De toekomst van de stadsdichter
“Voor mij persoonlijk was eerst de afspraak een jaar stadsdichter, toen nog een jaar en nu voor zolang ik het leuk blijf vinden. Als ik er klaar mee ben, kan ik het stokje doorgeven. Voor het stadsdichterschap in het algemeen zie ik het in de toekomst nog altijd als iets belangrijks.”
Een ding is wel: Er lezen ontzettend veel mensen in een tekst of kop maar een zinnetje, dat vervolgens uit verband gerukt wordt. “Dan gaat het dwalen en krijg je van die half juiste opvattingen. Voor die mensen, die enkel gericht zijn op koppen snellen zijn mijn gedichten dan misschien ook minder interessant om te lezen.”
Hoe ontstaat een gedicht?
Meerdere plekken in Medemblik inspireren Meester. “Alles dat historie ademt.” Daarnaast noemt ze het IJsselmeer, boerderijen en plekken waar mensen elkaar ontmoeten. “Dat zijn altijd fijne plekken. Het idee komt en dan gaat de rest eigenlijk vanzelf. Soms gaat het in één keer, andere momenten moet ik er echt even voor zitten en bedenken waar ik heen wil. Dan heb ik al een einde bedacht en dan moet ik de rest nog schrijven. In de West-Friese gedichten worden er minder serieuze thema’s behandeld, al probeer ik dat wel ook in die gedichten te verwerken.”

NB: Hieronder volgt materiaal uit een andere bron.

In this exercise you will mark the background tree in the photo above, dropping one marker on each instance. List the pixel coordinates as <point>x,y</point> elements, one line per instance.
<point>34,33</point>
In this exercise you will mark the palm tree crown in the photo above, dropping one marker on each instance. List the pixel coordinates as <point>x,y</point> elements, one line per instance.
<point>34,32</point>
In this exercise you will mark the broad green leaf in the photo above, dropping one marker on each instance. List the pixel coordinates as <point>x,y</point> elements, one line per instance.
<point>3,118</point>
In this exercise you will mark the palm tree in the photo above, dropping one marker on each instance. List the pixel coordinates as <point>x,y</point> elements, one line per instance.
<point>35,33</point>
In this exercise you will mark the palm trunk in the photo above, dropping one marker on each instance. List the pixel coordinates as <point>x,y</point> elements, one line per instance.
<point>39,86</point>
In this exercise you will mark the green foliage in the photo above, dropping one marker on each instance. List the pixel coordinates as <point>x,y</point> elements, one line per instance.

“Er zijn geen onderwerpen die ik echt uit de weg ga. Er is ook wel altijd een moraal van het verhaal. Ik verzacht mijn standpunt wel, in de hoop het begrip wat te kunnen verhogen. Doormiddel van een grap probeer ik dan wat luchtigheid te brengen.”
Met de opkomst van AI rijst de vraag: Kan kunstmatige intelligentie ooit de menselijke stadsdichters vervangen? “Het is natuurlijk knap wat computers tegenwoordig allemaal kunnen, maar zeker op West-Fries vlak sta ik voor. Die taal spreekt AI (nog) niet. Een gat in de markt, nu ik er zo over nadenk. Ook vind ik het herschrijven van een gedicht moeilijker dan een gedicht vanuit het niks schrijven. En omdat er bij AI nog wel eens wat foutjes in zitten waardoor het niet helemaal lekker loopt, maak ik daar toch niet snel gebruik van.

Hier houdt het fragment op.